After being rehydrated, patients should be reassessed for signs of dehydration at least every one-two hours, and more often if there is profuse ongoing diarrhea. If signs of dehydration reappear, ORS solution should be given more rapidly. If the patient become tired, vomits frequently, or develops abdominal distension, ORS solution should be stopped and rehydration should be given: IV with Ringer’s Lactate Solution (50 ml/kg in three hours), with added potassium chloride. After this, it is usually possible to resume treatment with ORS solution. If possible, suspected cholera patients should be treated under observation until diarrhea stops, or is infrequent and of small volume. This is especially important for those who present with severe dehydration.
Prevention and treatment
Key measures to prevent diarrhea include:
• Access to safe drinking water
• Use of improved sanitation
• Hand washing with soap
• Good personal and food hygiene
• Health education about how infections spread
• Cholera vaccination.
Key measures to treat diarrhea include:
• Rehydration: with oral rehydration salts (ORS) solution. ORS is a mixture of clean water, salt, and sugar. It costs a few rupees per treatment. ORS is absorbed in the small intestine and replaces the water and electrolytes lost in the feces.

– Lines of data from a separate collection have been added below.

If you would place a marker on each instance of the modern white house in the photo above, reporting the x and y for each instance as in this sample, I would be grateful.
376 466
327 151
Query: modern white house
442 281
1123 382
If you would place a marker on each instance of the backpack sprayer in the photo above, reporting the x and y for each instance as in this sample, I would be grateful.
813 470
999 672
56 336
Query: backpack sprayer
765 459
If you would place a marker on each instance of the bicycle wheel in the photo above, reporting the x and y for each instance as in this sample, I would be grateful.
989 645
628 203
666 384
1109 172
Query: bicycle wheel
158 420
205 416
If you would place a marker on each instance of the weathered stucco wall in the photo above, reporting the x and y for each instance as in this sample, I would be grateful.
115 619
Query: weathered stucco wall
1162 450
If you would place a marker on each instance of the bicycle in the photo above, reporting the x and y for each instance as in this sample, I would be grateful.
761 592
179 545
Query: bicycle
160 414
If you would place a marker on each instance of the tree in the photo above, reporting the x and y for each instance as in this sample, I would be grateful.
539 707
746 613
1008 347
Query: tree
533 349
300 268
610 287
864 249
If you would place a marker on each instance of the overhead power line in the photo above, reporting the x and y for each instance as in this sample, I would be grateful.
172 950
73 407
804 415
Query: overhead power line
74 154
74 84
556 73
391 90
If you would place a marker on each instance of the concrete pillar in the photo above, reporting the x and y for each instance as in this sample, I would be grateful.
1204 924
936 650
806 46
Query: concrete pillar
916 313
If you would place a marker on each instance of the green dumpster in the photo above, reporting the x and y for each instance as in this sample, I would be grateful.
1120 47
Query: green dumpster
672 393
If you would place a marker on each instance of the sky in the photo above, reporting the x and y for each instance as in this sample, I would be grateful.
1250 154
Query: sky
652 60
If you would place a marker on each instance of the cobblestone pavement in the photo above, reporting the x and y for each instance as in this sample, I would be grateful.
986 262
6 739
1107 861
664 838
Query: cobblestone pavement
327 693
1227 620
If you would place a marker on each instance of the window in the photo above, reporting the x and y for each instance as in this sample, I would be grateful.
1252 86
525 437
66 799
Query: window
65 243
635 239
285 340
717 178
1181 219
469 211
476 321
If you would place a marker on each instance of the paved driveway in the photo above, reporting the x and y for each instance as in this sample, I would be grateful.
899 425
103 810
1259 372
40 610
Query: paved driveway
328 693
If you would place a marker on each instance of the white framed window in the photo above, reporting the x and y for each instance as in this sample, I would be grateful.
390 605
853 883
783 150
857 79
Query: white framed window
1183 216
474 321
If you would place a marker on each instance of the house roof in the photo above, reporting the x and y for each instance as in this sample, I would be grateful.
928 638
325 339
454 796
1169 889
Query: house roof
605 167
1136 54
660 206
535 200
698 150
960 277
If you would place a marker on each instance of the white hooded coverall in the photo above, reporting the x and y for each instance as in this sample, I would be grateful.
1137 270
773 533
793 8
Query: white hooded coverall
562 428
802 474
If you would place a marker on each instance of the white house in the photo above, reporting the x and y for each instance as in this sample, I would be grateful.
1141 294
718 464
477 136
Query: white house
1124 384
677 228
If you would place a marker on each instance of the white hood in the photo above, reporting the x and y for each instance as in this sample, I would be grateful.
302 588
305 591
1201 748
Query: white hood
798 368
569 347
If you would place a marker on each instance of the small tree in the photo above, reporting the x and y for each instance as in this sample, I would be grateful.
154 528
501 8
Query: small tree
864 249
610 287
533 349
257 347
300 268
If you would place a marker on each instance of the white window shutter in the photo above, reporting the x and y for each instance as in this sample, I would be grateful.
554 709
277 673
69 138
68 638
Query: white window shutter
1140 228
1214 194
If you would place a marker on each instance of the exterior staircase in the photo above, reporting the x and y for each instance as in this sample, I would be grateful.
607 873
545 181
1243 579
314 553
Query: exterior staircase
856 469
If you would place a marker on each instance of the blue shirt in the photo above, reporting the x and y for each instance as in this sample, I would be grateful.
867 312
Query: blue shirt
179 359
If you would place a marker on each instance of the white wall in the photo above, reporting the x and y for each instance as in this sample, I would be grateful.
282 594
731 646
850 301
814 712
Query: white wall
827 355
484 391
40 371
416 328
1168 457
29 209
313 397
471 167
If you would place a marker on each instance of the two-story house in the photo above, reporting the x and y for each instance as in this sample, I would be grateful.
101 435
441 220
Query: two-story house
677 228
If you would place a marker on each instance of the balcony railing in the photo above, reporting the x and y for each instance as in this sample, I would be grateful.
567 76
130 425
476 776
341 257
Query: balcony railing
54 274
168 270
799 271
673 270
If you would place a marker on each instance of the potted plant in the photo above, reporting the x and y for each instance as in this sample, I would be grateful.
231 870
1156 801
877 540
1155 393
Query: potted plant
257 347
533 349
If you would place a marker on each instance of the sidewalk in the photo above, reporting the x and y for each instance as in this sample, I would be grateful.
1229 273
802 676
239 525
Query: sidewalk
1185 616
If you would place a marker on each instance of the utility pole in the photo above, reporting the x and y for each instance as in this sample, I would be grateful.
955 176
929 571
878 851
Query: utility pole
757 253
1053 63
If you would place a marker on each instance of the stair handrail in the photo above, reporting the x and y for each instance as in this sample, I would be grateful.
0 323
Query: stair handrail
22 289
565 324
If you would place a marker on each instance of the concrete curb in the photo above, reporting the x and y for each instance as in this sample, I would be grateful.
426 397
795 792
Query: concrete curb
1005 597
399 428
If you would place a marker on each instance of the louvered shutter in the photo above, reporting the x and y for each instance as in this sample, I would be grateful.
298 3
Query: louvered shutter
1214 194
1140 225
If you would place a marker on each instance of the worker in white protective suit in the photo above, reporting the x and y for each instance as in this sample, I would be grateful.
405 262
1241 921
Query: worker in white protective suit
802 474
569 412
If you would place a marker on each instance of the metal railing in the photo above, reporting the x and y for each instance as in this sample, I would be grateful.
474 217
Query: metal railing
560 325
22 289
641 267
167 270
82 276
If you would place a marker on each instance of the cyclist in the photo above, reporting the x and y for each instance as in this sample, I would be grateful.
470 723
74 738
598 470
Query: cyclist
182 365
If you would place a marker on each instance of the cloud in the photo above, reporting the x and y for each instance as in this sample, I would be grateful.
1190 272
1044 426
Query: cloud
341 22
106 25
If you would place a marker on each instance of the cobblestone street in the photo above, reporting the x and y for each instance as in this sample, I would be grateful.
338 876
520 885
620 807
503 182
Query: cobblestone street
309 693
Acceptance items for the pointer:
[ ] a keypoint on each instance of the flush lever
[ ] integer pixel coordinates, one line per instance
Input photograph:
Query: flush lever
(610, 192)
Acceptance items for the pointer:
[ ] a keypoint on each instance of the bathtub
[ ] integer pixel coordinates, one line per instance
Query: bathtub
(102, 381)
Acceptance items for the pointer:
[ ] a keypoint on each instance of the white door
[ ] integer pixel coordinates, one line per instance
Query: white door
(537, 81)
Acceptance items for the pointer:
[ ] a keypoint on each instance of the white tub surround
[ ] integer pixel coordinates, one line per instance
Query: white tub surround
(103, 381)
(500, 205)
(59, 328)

• Zinc supplements: zinc supplements reduce the duration of a diarrhea episode by 25% and are associated with a 30% reduction in stool volume in children.
• Rehydration: with intravenous fluids in case of severe dehydration or shock.
• Nutrient-rich foods: the vicious circle of malnutrition and diarrhea can be broken by continuing to give properly cooked nutrient-rich foods, but dairy products, as well as alcohol and caffeine, should be avoided. Also, fiber intake should be decreased for a few days.
• Consulting a health professional, in particular for management of persistent diarrhea, or when there is blood in stool, or if there are signs of dehydration.
• Antimotility agents to be avoided, because of risk of precipitating toxic megacolon
• Indication of antibiotics: community acquired diarrhea, lab proven cases of Giardia, E Coli, Entamoeba histolytica , travelers’ diarrhea. pathogens Shigella, Vibrio cholera, Salmonella typhi, and Clostridium.